Sin embargo, no todo se queda allí. También le confiere un sobrenombre: Pedro (Kefa,petros: piedra), roca firme, sobre la que expresa su voluntad de erigir la Iglesia. Aquí aparecen elementos mayores a un elogio. Sabemos que Pedro ha sido el primero en confesar su fe en el Señor Jesús. Eso le confiere la solidez y la firmeza de una roca. Ya en el Antiguo Testamento, se le reconocía a Abraham como una roca firme por su fe, y al mismo tiempo, aparecen algunos textos que refieren a Dios mismo como la roca firme y el libertador (Cf. 2 Sam 2, 22). 

 

Así, el elogio en este nombre conlleva el significado de una especial misión, de una nueva creación, le da una nueva identidad, pertenencia y destino. De esta manera, al igual que Pedro, cada persona que afirma su vida en la verdadera piedra angular que es Jesús el Señor, adquiere firmeza, fundamento y solidez.

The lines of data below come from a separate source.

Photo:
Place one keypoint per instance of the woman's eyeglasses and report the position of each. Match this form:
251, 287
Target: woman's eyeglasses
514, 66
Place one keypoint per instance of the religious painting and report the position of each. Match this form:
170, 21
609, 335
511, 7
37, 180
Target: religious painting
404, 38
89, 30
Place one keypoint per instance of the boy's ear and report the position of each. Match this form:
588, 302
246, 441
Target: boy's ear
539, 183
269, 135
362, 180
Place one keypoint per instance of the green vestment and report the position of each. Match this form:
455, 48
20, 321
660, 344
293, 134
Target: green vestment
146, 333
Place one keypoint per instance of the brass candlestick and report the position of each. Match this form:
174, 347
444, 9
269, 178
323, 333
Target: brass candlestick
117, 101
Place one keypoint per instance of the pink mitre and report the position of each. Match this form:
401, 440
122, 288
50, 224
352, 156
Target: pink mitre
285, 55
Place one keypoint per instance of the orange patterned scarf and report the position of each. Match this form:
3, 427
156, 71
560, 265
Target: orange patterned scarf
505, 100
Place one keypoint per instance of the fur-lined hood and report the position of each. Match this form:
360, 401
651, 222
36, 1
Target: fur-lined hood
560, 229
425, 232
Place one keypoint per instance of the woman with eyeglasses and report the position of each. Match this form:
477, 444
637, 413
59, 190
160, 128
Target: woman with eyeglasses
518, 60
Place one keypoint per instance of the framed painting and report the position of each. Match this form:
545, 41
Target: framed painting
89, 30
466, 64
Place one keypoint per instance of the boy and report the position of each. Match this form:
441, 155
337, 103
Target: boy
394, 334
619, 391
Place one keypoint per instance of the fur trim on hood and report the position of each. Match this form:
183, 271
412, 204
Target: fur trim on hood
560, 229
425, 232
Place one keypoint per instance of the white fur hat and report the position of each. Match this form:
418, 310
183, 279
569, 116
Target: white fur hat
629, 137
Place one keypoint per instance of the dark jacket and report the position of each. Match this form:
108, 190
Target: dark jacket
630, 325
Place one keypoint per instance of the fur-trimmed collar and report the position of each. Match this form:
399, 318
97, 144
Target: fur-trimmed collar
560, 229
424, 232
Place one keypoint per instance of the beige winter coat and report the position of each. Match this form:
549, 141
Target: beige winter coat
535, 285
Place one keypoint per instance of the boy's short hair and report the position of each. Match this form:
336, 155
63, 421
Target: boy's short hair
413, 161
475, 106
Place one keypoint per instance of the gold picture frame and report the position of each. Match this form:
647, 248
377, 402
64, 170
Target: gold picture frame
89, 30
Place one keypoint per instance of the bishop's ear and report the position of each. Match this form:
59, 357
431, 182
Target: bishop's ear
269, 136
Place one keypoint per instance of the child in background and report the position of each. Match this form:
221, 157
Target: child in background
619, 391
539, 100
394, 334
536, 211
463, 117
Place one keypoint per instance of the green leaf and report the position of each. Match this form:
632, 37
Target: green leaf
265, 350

Incluso puede llegar a ser también instrumento sólido y fundamento en la construcción de todo edificio humano y de fe. El mismo Pedro dirá que cada creyente se convierte en una «piedra viva» en la construcción del edificio humano y espiritual que es la Iglesia (Cf. 1 Pe 2, 5). 

 

Desde este primado de Pedro, donde se fundamenta nuestra Iglesia, entendemos, pues, que la razón de su solidez está en haber encontrado un real fundamento en la piedra angular que es el Señor y que es quien sostiene todas las demás piedras vivas, a los creyentes que enraízan su vida, su amor y su fe en el Mesías, el Hijo de Dios. 

 

Finalmente, reconocemos que todo elogio que procede de Dios conlleva una dinámica salvadora en nosotros. Esos son los que realmente llenan el corazón del hombre. 

 

Vuelvo al texto y medito: ¿Qué tan fundamentada está mi vida en Dios? ¿Puede rezar mi corazón que el Señor es su roca firme? ¿En qué lo noto? En el edificio que es la Iglesia me percibo como «piedra viva», funcionando para bien del proyecto del reino de Dios? ¿A qué me invita el Señor?